Weiter oben wurde davon geschrieben, dass in Deutschland oft an der falschen Stelle reguliert wird. Hier sieht es momentan so aus, dass gerade der Finanzsektor, der die größten wirtschaftlichen Probleme verursachen kann, wieder zu einer gefährlichen Unterregulierung zurückkehrt.

In der Folge der Wirtschaftskrise von 2008 und der damit einhergehenden notwendigen Rettung diverser Banken durch Gelder des Bundes wurden im Nachgang zahlreiche Gesetze beschlossen, die künftig dafür Sorge tragen sollten, dass die Banken und deren Mechanismen, die zur Krise führten, künftig unter schärferer Kontrolle standen.

Fragt man einen Banker oder Finanzexperten zu diesem Thema, wird er wahrscheinlich sagen, dass derzeit an diesem Punkt eine Überregulierung herrsche. Tatsächlich sieht es jedoch so aus, dass beispielsweise die Forderungen nach einem Zwang zu einer größeren Eigenkapitaldeckung relativ ungehört verhallen. Einer der Mechanismen, die überhaupt erst dazu führten, dass 2008 die Immobilienblase platzte und einen Dominoeffekt generierte: Eine neue Wirtschaftskrise entstand.

Fazit

„Greift der Staat zu sehr ein?“ Das ist die grundlegende Frage dieses Artikels. Die Antwort darauf ist jedoch weit weniger klar und ähnelt eher einem „Jein“. Das Problem ist, dass Deutschland und seine Regierung versuchen muss, es jedem recht zu machen. Also sowohl der Wirtschaft wie den Verbrauchern, den Arbeitgebern wie den Arbeitnehmern. Zusätzlich muss Berlin in einer Zeit regieren, die sich so schnell und tiefgreifend verändert, wie kaum eine Phase zuvor. Das kreiert ganz eigene, neue Problemstellungen, vor denen der bundesrepublikanische Regierungsapparat allzu oft schon deshalb einknicken muss, weil er niemals so flexibel sein und schnell reagieren kann wie die Wirtschaft.  

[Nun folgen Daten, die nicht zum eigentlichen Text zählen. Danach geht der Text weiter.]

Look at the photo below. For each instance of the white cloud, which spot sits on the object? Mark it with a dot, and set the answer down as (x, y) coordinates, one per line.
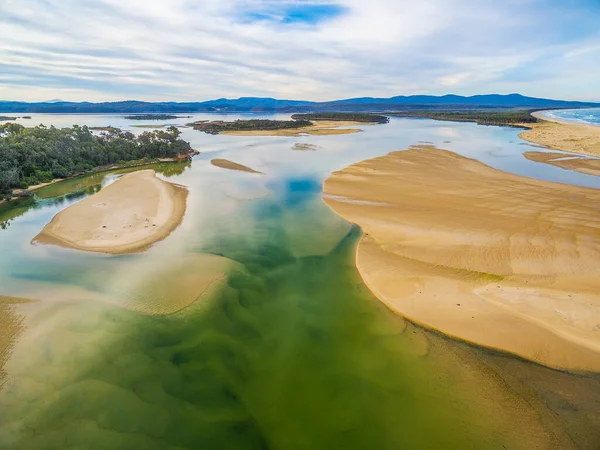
(198, 50)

Ja, wir sind teilweise überreguliert. Vor allem an den falschen Stellen, an denen eigentlich die Regulierung gefahrlos zurückgefahren werden könnte, ohne dass es zu messbaren Nachteilen für die Bürger käme. Der Staat muss keine Angst haben, dass seine Bürger außer Kontrolle geraten, wenn sie in manchen Bereichen keine Vorgaben haben. Das muss er nur, wenn er dafür sorgt, dass die Selbstständigkeit und Innovationsfreude unter einem Berg von Gesetzen und Normen begraben wird.